The next morning a huge group of us women folk left without breakfast. There’s a consensual revolt against breakfast. No more peanut butter! No more white, falling-apart bread! No more OATMEAL! You can’t blame the chef. There just isn’t access to food, and it’s way too much trouble to have to find both breakfasts and dinners within a strict time-limit set by super-fast riders. We found a breakfast nook, which wasn’t really a breakfast nook. It was a lodge run by a nice old fellow who had the world’s largest collection of trucker hats. We ate biscotti and tea, and he refused to let us pay. He had heard of us on the radio. We left some money behind anyhow, and carried on. When I got to lunch I joined up with Erin. She and I skipped lunch because there was a town not to far away afterwards, which likely would have nicer options. Unfortunately, the nearest thing we could find was just a gas station that had cheese sandwiches. I wound up having the same issue the next day, when Erin and I hooked up to have lunch at the town before lunch, and only found a gas station with chips. There were also the remnant bags of the other riders who had found the same gas station. Really, South Africa was becoming a quest for food. We were starting to be spoiled by the ability to find it anywhere and everywhere. There was the challenge of being able to come into camp and say “Hey, I found fried chicken and chocolate cake 10km back, and they served us free beer while fanning us and giving us foot massages.”
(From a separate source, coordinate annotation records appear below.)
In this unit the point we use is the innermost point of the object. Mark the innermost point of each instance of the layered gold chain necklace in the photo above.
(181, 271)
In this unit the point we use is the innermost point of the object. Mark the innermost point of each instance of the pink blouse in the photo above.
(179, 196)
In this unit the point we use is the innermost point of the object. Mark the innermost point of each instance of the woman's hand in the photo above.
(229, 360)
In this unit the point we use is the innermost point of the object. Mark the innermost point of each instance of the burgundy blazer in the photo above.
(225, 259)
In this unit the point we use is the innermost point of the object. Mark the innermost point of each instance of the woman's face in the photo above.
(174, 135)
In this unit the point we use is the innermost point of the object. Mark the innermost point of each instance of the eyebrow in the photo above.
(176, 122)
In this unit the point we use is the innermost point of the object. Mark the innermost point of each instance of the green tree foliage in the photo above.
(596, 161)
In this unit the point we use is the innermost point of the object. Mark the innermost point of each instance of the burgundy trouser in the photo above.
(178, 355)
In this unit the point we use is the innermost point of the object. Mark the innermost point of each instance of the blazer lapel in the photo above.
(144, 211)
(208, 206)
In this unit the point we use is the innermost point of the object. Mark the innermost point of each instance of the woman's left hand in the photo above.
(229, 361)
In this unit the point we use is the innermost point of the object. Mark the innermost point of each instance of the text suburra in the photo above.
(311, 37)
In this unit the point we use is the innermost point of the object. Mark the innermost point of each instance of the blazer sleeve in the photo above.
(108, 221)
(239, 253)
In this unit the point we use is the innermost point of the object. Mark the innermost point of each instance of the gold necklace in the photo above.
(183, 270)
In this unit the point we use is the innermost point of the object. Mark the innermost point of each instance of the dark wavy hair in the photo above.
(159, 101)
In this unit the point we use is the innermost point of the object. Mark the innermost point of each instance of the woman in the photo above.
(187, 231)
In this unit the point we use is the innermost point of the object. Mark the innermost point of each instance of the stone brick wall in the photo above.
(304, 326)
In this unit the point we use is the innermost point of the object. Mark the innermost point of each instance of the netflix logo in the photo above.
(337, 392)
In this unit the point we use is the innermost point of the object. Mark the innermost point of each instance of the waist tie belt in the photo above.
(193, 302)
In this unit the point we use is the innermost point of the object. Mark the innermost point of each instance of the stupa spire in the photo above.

Arriving in Vanrhynsdorp, I was totally exhausted. Four months of wear and tear has lead to the end of the day being the end. Pure and simple. I tented that night, close to the truck, as always. I’ve always found it to be the nicest spot, because you get your own wake-up call in the morning, and you have less distance to schlep your stuff. We had dinner, and realized that we had blown it when we walked into the restaurant for post-dinner beers and saw clever riders having their roast-beef dinners cleared away and be replaced by fresh apple strudel with ice cream. They started quiz night. It was the one part of the war of the nations that everyone got into. Afterwards, Erin, Peter, Eric (the nice guy) and I sat up to chat about anything but bike riding or bike riders. It was a late night, but a good one. The next night we were scheduled to give presents to our secret friends. We had had a week to find/make something for them for under a dollar. My present was almost ready, but seeing as I couldn’t feel/use my right hand anymore, it was a little challenging. I sat up late that night finishing it.